Solitary confinement news roundupThe following roundup features noteworthy news, reports and opinions on solitary confinement from the past week that have not been covered in other Solitary Watch posts.

• A Colorado bill that would prohibit the state from placing people with mental illness in solitary confinement is one step closer to becoming law.  On Friday, the bill easily passed through the Colorado House Appropriations Committee. It has already been approved by the state Senate.

• A prison doctor and two staffers have been let go from Kentucky State Penitentiary, after an ongoing investigation into an inmate’s death revealed extensive staff incompetence. James Kenneth Embry began refusing meals in December after he stopped taking his anti-anxiety medication.  Embry, who was 6 feet tall, weighed just 138 pounds when he died.

• The Boston Globe published an op-ed about the treatment of those with mental illness at Bridgewater Correctional Complex, the Massachusetts facility for incarcerated individuals with mental illness. “When your son arrives at the prison, he is strip searched and almost immediately housed in a room behind solid steel doors and, as time goes on, left alone for long stretches with almost no human contact…His meals are delivered through a slot in the door. Every other day, he can talk to you on the phone (also handed to him through the slot), but the line goes dead automatically after 10 minutes.”

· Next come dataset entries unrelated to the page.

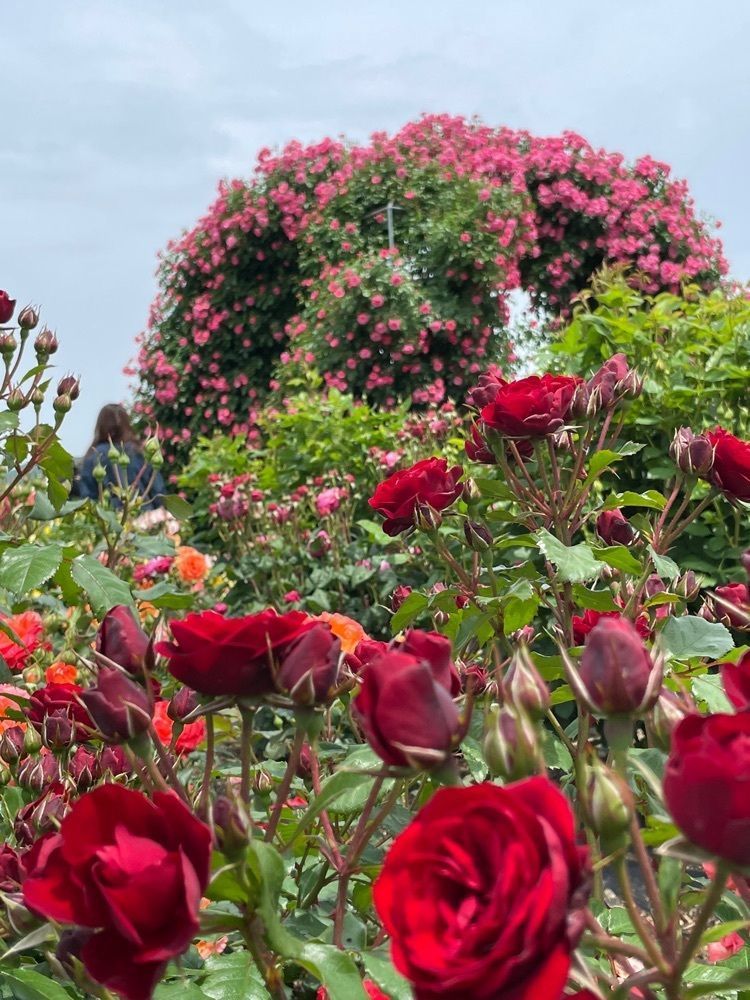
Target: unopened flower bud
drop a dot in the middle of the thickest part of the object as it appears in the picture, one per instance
(28, 318)
(511, 746)
(426, 518)
(523, 685)
(11, 745)
(69, 386)
(45, 343)
(692, 453)
(232, 827)
(478, 536)
(610, 801)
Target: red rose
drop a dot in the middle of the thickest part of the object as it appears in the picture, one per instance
(531, 407)
(7, 305)
(406, 710)
(217, 655)
(484, 893)
(706, 783)
(614, 528)
(582, 624)
(736, 680)
(57, 714)
(428, 482)
(616, 669)
(132, 869)
(731, 468)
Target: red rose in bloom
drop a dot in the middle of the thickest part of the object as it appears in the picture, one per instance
(7, 305)
(217, 655)
(483, 895)
(531, 407)
(706, 785)
(56, 712)
(428, 482)
(132, 869)
(582, 624)
(29, 629)
(406, 710)
(731, 468)
(192, 735)
(733, 608)
(736, 680)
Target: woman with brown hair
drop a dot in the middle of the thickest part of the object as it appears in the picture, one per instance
(113, 428)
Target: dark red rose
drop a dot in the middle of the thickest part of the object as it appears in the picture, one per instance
(732, 604)
(56, 712)
(484, 392)
(706, 783)
(121, 639)
(132, 869)
(605, 384)
(614, 528)
(406, 710)
(120, 708)
(531, 407)
(428, 482)
(484, 893)
(217, 655)
(731, 468)
(582, 624)
(310, 666)
(364, 651)
(7, 305)
(616, 669)
(736, 680)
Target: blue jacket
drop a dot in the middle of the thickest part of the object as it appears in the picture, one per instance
(139, 472)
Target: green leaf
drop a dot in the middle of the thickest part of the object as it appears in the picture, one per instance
(691, 636)
(574, 563)
(178, 507)
(103, 589)
(412, 606)
(380, 970)
(619, 557)
(233, 977)
(25, 984)
(28, 567)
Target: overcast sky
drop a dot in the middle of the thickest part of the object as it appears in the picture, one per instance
(117, 118)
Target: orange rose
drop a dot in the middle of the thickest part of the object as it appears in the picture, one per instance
(191, 565)
(346, 629)
(61, 673)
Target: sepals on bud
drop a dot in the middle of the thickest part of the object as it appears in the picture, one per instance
(523, 685)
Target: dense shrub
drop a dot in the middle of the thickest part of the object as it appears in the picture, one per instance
(296, 266)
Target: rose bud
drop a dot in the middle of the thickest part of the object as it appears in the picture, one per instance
(523, 686)
(610, 802)
(28, 318)
(616, 675)
(122, 640)
(399, 595)
(120, 708)
(692, 453)
(7, 305)
(12, 744)
(511, 744)
(478, 536)
(35, 773)
(231, 827)
(82, 767)
(665, 715)
(406, 711)
(112, 762)
(182, 704)
(614, 528)
(309, 669)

• Frontline aired the first episode of a two-part series on prisons in America. The documentary, entitled Solitary Nation, was reviewed by The New York Times and can be watched online here.  PBS also published an accompanying article, “’Lock It Down’: How Solitary Started in the US.”

• A local Maine paper, The Bangor Daily News, interviewed Maine prison activists, prison guard union representatives and elected officials about their reactions to the documentary.

• The San Francisco Bay View published an update on the hunger strikers at Menard.  According to Alice Lynd, who receives letters from men held in Administrative Detention at the prison, all of the windows in the unit have been blocked. The men on the unit allege that corrections officer have been frequently strip searching them and slamming their heads against shower walls.

•  The San Francisco Bay View also published two letters from individuals held in solitary confinement at Pelican Bay State Prison (here and here).